1. A non-transitory computer-readable medium, comprising instructions for causing a computing environment to perform a method of operating a virtual reality environment, the method comprising:

a. operating a virtual reality environment and rendering a view for a user of the virtual reality environment, the rendering appropriate for a binocular display;

b. receiving a signal corresponding to an incidental acceleration; and

c. changing the virtual reality environment and/or generating a visual effect in the virtual reality environment based on the received signal corresponding to an incidental acceleration, and rendering the visual effect in a way appropriate for a binocular display.

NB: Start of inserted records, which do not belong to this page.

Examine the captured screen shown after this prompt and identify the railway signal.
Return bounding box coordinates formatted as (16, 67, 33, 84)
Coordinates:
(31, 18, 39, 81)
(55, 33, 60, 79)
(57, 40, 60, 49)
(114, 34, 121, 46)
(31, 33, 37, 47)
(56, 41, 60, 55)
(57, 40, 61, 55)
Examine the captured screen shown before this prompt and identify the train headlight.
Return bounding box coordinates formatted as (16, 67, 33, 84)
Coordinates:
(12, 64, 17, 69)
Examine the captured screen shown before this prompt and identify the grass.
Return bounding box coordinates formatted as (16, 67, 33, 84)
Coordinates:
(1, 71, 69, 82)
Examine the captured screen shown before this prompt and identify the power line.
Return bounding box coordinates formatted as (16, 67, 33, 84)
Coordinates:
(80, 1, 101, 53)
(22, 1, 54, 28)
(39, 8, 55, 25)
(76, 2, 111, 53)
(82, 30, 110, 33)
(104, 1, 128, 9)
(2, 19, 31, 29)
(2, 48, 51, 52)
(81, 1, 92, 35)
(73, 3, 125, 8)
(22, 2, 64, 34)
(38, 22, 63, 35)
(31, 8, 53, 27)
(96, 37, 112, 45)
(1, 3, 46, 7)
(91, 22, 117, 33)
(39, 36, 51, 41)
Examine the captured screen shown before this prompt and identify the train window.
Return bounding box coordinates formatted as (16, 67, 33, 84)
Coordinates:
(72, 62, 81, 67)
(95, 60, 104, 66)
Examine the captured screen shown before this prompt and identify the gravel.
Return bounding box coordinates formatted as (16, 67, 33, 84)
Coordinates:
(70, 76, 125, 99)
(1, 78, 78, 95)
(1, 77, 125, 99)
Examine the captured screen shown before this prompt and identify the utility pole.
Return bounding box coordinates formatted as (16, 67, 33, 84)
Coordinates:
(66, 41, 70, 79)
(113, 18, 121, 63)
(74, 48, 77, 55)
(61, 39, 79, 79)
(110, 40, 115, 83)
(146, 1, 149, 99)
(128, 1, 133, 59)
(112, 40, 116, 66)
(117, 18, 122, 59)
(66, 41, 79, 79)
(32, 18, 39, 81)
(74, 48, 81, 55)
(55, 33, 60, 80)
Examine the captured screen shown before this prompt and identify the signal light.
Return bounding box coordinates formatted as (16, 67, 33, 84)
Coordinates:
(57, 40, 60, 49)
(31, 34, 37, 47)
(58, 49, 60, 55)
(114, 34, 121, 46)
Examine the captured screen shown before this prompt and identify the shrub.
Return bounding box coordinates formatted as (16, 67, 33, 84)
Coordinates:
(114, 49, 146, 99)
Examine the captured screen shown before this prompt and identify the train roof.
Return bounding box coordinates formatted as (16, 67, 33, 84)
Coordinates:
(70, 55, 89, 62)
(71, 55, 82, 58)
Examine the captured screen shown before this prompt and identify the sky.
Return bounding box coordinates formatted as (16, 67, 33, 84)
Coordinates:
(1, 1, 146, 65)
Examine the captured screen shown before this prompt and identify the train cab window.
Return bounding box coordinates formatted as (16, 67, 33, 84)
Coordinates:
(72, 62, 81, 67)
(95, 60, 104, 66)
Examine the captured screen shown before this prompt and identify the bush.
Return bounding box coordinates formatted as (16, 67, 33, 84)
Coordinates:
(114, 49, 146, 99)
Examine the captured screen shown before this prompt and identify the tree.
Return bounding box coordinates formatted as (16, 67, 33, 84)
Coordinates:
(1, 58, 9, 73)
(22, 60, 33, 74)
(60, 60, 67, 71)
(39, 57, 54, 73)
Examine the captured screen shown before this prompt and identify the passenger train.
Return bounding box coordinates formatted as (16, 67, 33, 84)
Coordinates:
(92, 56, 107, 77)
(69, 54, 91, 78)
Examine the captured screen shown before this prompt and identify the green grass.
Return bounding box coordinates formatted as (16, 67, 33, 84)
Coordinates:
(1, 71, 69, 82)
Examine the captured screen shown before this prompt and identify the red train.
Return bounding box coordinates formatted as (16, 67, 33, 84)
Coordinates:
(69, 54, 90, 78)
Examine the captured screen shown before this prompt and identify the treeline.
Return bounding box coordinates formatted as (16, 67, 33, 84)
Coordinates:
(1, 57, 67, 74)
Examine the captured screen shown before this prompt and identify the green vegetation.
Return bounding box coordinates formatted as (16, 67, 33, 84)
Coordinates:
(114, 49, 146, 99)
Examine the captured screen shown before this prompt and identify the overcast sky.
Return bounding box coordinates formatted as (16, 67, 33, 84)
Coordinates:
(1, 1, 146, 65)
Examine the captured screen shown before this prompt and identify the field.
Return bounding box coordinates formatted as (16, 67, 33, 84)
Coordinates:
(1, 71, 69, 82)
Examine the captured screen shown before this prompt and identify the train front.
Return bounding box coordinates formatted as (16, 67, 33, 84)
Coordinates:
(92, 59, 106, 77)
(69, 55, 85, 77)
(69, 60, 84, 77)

2. The medium of claim 1, further comprising:

a. receiving a signal corresponding to a user generated acceleration;

b. combining the signal corresponding to a user generated acceleration with the signal corresponding to an incidental acceleration; and

c. wherein the changes in the virtual reality environment and/or the visual effect are generated based on the combined signal.

3. The medium of claim 1, wherein the virtual reality environment is one of a plurality of virtual reality environments operated on board a vehicle for the benefit of a plurality of passengers, and further comprising receiving a selection from a passenger of a virtual reality environment to experience.

4. The medium of claim 1, wherein the incidental acceleration is received from an accelerometer associated with a mobile device.

5. The medium of claim 4, wherein the mobile device is a laptop, tablet, VR goggles or headset, or smart phone.

6. The medium of claim 1, wherein the incidental acceleration is received from an accelerometer associated with a vehicle.

7. The medium of claim 6, wherein the vehicle is an airplane, a train, a bus, or an automobile.

8. The medium of claim 1, wherein the changing virtual reality environment and/or generated visual effect are configured to mimic an effect of the incidental acceleration on the VR environment.

9. The medium of claim 1, further comprising causing a 4D effect within the VR environment based on the incidental acceleration.

10. The medium of claim 1, wherein the incidental acceleration is calculated by determining a total acceleration and a head acceleration and subtracting the head acceleration from the total acceleration.

11. The medium of claim 10, wherein the incidental acceleration is the only input driving changes in the virtual reality environment.

12. The medium of claim 1, wherein the incidental acceleration drives changes in the virtual reality environment and wherein measured head acceleration drives a user capability to rotate their head and see corresponding changes in the virtual reality environment.

13. The medium of claim 12, wherein the incidental acceleration drives changes in the virtual reality environment caused by vehicle accelerations measured with respect to a fixed coordinate system, and wherein the measured head acceleration drives changes in the virtual reality environment caused by accelerations measured with respect to a moving coordinate system, the moving coordinate system moving along with the vehicle.

14. The medium of claim 1, wherein the driven changes in the virtual reality environment are configured to reduce the effect of motion sickness.

15. The medium of claim 14, wherein the driven changes in the virtual reality environment are configured to maintain an apparent horizon line within the virtual reality display.

16. The medium of claim 15, wherein the driven changes maintain the apparent horizon line within the virtual reality display within a predetermined acceptable threshold from the horizontal.

17. A method of operating a virtual reality environment, comprising:

a. operating a virtual reality environment and outputting a signal representing a view of the virtual reality environment;

b. receiving a signal corresponding to an incidental acceleration; and

c. generating a change in the virtual reality environment and/or generating a visual effect in the virtual reality environment based on the received signal corresponding to an incidental acceleration, and changing the virtual reality or adding a visual effect to the view corresponding to the incidental acceleration.

18. A non-transitory computer-readable medium, comprising instructions for causing a computing environment to perform the method of claim 17.